主人公の友人宅で夕飯を囲むシーンは帰省した実家感がすごくて
家族を感じるとても良い食卓シーンだった。
お婆さんが嫁いできた時の餅つきは祝の儀式・風習的なものもあったのかもしれないけど
別れの時も餅をつきたかったのはお婆さんへの感謝そのもののように思えた。
文化祭から卒業式にかけての過ぎ行き日々と卒業を迎える生徒に言葉を添える先生のシーンは
胸を締めつけるものがあった。
全員役者経験無しであるが、それが良かったというものがあり、
そう演出し導いた監督の手腕はすごいものだった。
観た後に自分の故郷と家族に会いたくなる映画でした。
命の伝承
活字に例えると、小説やルポルタージュとも違う、一篇の詩のような作品。
60分という小作ではあるが、映像と台詞の間に間に、悠久の時を感じ、想いがめぐる。
正月や彼岸のようなハレの日に食される事が多い「もち」
全国どこでも食されている物が持つ意味と価値が、現在まで、組織的に伝承保存されている事に驚きを覚えた。

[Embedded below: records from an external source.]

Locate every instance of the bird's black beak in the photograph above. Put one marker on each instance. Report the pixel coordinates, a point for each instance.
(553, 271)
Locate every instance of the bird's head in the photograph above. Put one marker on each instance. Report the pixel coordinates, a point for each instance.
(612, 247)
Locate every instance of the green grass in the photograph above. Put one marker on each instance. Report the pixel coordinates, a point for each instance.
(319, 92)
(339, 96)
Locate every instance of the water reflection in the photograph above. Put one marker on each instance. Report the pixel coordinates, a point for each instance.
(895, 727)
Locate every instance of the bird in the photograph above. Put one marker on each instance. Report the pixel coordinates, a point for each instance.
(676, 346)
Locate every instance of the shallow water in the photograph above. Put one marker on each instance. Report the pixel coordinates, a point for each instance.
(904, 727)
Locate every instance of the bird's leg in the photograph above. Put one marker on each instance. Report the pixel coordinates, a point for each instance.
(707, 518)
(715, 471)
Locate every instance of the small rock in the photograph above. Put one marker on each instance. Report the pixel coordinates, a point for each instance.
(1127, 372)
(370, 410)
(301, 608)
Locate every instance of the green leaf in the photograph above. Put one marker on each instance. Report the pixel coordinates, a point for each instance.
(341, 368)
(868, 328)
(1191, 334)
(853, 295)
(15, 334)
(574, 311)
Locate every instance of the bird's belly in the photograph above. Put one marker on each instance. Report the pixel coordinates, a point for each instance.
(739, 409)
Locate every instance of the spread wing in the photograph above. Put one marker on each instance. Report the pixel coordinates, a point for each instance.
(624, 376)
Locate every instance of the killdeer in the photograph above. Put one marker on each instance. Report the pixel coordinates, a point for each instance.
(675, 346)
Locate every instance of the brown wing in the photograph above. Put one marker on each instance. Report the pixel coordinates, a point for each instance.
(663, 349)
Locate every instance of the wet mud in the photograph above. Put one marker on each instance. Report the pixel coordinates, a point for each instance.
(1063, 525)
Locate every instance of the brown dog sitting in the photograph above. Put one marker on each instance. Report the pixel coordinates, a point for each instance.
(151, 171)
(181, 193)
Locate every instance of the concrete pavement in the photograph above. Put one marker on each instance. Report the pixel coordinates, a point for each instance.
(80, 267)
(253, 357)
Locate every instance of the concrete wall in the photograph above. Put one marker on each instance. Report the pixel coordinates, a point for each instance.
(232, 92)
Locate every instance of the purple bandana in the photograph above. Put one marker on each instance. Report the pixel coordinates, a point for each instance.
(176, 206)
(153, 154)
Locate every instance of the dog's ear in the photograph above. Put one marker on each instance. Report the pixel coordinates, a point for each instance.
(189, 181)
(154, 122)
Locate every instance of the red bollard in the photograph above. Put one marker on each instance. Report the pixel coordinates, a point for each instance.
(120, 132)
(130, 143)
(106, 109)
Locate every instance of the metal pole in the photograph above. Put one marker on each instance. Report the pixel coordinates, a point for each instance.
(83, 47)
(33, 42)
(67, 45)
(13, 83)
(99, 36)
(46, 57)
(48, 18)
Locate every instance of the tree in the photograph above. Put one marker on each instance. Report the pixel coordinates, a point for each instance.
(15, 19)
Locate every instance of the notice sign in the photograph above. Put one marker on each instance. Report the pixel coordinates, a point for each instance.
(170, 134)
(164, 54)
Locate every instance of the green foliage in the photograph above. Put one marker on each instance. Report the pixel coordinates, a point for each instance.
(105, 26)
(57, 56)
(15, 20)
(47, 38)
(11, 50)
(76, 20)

意識的に伝承しようとしなければ、その文化的意味と価値は忘れ去られ、「もち」は単なる食べ物の一つになっていくのだろう。
同じような事が、映像の中では「踊り」についても語られている。
一説によれば踊り念仏に起源を持つとされる東北地方の鹿踊りや伝統舞踊も、伝えよう、受け継ごうという意志がなければ、形さえも消えてゆく。
廃校を間近にし、卒業を迎える4名の中学生が中心となって、文化祭に向けて「踊り」を継承せんとし、授業で「もち」のしきたりを学ぶ。
一関は平安時代に藤原三代が栄華を極めた平泉に接し、旧仙台藩の北部に当たる。そこに今も残る豊かな餠文化を捉えたこの作品は、商業映画とは一線を画す文化的意味を感じる映像だ。
「餅つき」を男女の営みになぞらえる翁の話を聴いていると、この作品は「もち」や「踊り」を通して命の伝承について語っているのだと思えてくる。
感受性豊かな映像
とても良かったです。
本当に、実録のような、フィクションのような。決して、俳優では演技できないシーン満載でした❗️あのユナちゃんは、すごい原石発見ですね。他の出演者も感受性豊かで感動しました。
おじいちゃんとユナのシーンはなんとも言えない、素晴らしい映像でした。
あと、とても微笑ましいシーンは、みんなで横一で待っていたバス停のところ。トトロのシーンを思い出しました。
この「もち」が、もっと多くの人に観てもらいたいですね。